Leon Lagerlöf

Personal information
- Born: 8 April 1870 Nordmaling, Sweden
- Died: 30 November 1951 (aged 81) Stockholm, Sweden

Sport
- Sport: Sports shooting

Medal record
Men's shooting
Representing Sweden
Olympic Games
| Silver medal – second place | 1920 Antwerp | Team small-bore rifle |
| Bronze medal – third place | 1920 Antwerp | Team 300 m military rifle, standing |

= Leon Lagerlöf =

Swedish sport shooter

John Leonard "Leon" Lagerlöf (8 April 1870 - 30 November 1951) was a Swedish sport shooter who competed in the 1912 Summer Olympics, in the 1920 Summer Olympics, and in the 1924 Summer Olympics.
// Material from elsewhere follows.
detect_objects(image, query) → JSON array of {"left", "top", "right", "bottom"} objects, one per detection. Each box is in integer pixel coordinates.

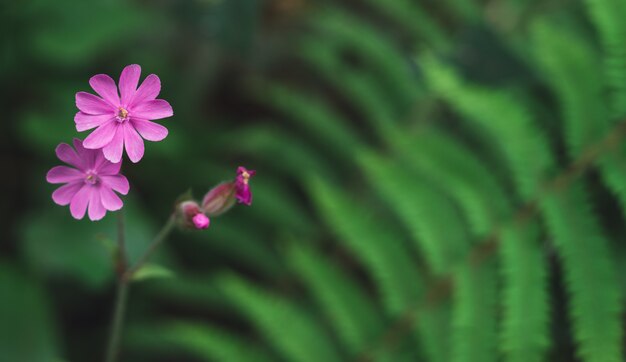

In 1912, he finished 29th in the 600 metre free rifle competition.

Eight years later, he won the silver medal as a member of the Swedish team in the team small-bore rifle event and the bronze medal in the team 300 metre military rifle, standing competition. He finished sixth in the team free rifle event. He also participated in the 300 metre free rifle, three positions event and in the 50 metre small-bore rifle competition.

In 1924 he finished twelfth in the 50 metre rifle, prone competition.